Non sempre le conoscenze” via chat”o gli sguardi sensuali, i colpi di fulmine, sono foriere di gioia e felicità coniugali, relazionali, in quanto possono nascondere delle trappole, degli inganni, che poi vengono pagati a caro prezzo. Questo è l’insegnamento della commedia “noir” a tinte sempre più gialle di G. Verner che “il teatro artigiano” di Pietro Longhi sta rappresentando in questi giorni al teatro Roma,mancando per un lieve malore il direttore che è stato sostituito in pochi giorni da Luca Negroni abile e diligente nell’apprendere velocemente la parte.

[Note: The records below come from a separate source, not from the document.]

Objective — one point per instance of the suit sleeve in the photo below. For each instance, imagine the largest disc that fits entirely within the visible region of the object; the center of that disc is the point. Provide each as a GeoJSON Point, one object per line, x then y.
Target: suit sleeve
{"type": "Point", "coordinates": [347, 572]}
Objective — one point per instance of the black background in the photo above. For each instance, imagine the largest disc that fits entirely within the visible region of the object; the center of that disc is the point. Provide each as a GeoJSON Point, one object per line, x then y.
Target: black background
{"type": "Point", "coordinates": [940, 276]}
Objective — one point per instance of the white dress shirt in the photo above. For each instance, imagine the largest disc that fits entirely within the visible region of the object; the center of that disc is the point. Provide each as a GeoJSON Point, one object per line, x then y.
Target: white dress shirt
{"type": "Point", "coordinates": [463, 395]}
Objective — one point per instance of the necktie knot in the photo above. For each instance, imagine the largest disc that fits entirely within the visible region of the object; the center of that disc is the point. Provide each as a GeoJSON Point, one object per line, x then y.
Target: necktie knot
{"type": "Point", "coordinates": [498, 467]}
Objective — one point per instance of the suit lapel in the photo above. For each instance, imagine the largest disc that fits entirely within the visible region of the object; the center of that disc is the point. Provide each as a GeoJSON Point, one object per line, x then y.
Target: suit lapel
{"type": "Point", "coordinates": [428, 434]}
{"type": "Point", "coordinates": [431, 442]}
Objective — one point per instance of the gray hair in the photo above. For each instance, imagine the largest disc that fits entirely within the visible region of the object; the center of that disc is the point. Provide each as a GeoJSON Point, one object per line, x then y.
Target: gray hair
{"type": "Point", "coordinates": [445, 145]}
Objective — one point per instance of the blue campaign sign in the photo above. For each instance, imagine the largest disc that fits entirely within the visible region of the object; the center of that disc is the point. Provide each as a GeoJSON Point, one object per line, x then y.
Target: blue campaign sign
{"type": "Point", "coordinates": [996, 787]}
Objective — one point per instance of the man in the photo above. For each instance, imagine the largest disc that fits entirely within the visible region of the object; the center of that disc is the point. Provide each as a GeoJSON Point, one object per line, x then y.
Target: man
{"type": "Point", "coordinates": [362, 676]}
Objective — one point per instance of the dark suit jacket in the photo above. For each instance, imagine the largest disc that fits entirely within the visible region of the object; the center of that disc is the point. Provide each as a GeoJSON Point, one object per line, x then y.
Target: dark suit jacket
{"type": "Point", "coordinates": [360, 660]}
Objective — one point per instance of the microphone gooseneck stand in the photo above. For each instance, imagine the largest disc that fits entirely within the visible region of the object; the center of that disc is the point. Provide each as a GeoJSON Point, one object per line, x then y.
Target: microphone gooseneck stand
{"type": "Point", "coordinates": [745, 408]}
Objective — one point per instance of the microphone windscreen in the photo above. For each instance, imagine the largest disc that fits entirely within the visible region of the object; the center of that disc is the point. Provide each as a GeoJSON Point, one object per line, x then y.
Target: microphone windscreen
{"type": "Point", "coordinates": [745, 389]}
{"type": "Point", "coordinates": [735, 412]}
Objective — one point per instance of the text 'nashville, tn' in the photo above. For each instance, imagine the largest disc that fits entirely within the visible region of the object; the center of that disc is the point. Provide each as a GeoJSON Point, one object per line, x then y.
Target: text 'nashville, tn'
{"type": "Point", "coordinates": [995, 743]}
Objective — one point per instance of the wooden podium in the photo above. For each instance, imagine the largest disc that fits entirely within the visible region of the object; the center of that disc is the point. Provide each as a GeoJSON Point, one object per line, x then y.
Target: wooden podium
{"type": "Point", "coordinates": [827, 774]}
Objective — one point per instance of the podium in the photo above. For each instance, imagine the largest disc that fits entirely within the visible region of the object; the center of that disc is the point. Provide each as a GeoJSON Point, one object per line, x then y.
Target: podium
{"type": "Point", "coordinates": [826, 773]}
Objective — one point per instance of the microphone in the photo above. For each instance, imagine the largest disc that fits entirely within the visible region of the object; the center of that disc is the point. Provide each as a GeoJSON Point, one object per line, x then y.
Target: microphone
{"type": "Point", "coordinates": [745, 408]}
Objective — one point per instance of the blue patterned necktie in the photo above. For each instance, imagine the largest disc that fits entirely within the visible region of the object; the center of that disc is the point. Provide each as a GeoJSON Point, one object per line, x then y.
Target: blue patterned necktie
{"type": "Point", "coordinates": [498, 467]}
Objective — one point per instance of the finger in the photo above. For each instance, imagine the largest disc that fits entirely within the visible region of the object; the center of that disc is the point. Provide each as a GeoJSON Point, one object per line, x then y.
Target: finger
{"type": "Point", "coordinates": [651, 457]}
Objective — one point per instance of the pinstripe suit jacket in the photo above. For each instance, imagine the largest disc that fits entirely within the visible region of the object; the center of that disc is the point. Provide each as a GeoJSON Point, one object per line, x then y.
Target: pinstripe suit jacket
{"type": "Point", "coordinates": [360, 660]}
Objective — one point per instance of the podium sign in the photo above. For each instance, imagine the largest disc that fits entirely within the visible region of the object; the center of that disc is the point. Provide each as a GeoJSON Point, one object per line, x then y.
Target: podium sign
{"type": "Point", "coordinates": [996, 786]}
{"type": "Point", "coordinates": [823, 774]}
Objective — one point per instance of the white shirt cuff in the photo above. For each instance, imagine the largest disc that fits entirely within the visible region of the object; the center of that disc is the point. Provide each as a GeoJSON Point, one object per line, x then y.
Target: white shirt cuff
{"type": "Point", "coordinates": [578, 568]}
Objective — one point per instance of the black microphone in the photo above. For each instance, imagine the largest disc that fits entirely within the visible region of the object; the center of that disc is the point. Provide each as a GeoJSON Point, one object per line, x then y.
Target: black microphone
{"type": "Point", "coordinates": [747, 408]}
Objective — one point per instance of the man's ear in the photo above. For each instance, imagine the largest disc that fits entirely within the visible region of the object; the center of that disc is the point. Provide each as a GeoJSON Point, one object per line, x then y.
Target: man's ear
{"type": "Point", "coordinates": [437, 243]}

Si tratta di due tipi loschi ed assassini che vivono adescando facoltose prede da impalmare e poi far fuori per intascare la polizza assicurativa sulla vita di lei, impersonata dalla bella e signorile,elegante ed attraente, Miriam Mesturino che ha già al suo attivo 6 omicidi, mentre lui soltanto sette, ma il loro fiuto stavolta li tradisce e li porta ad accasarsi,prendendo in affitto un cottage nella brughiera Albionica da una ricca vedova,assai gentile e premurosa per i sei mesi d’affitto anticipati che è il tempo in cui normalmente i due realizzano i loro piani gialli a scopo economico per sopravvivere alla grande.Tuttavia la cameriera ha sospetti sull’uomo avendo letto delle sue imprese criminali sul giornale,mentre il dottore del paese distante dal cottage 3 km., sospetta di lei per averla intravista in un albergo in Scozia con fattezze brune. I due cominciano subito a tessersi trabocchetti ed insidie con la rampa delle scale scricchiolante che porta in soffitta e con veleni messi nei cibi e nelle bottiglie di liquori,danneggiandosi pericolosamente la bicicletta di cui farà le spese per un imprevisto prestito la proprietaria del cottage (impersonata dall’attrice Lucia Ricalzone). Lui troverà i certificati di morte dei mariti di lei e la moglie invece il diario di lui, per cui da quel momento non avranno più pace,si sospetteranno a vicenda di qualunque perfidia e tenteranno reciprocamente d’annullarsi il prima possibile,pensando in alternativa di scappare coalizzandosi per salvarsi. Come finirà? Naturalmente non ve lo diciamo per non togliervi il gusto d’andare a vedere il bel testo poliziesco, di cui il bravo regista Silvio GIORDANI, ha curato l’aspetto psicologico,fino al 14 c. m. Il cast è affiatatissimo e meritano una citazione per la loro brillante funzione strategica pure P. MAZZONI e M. C. GIONTA.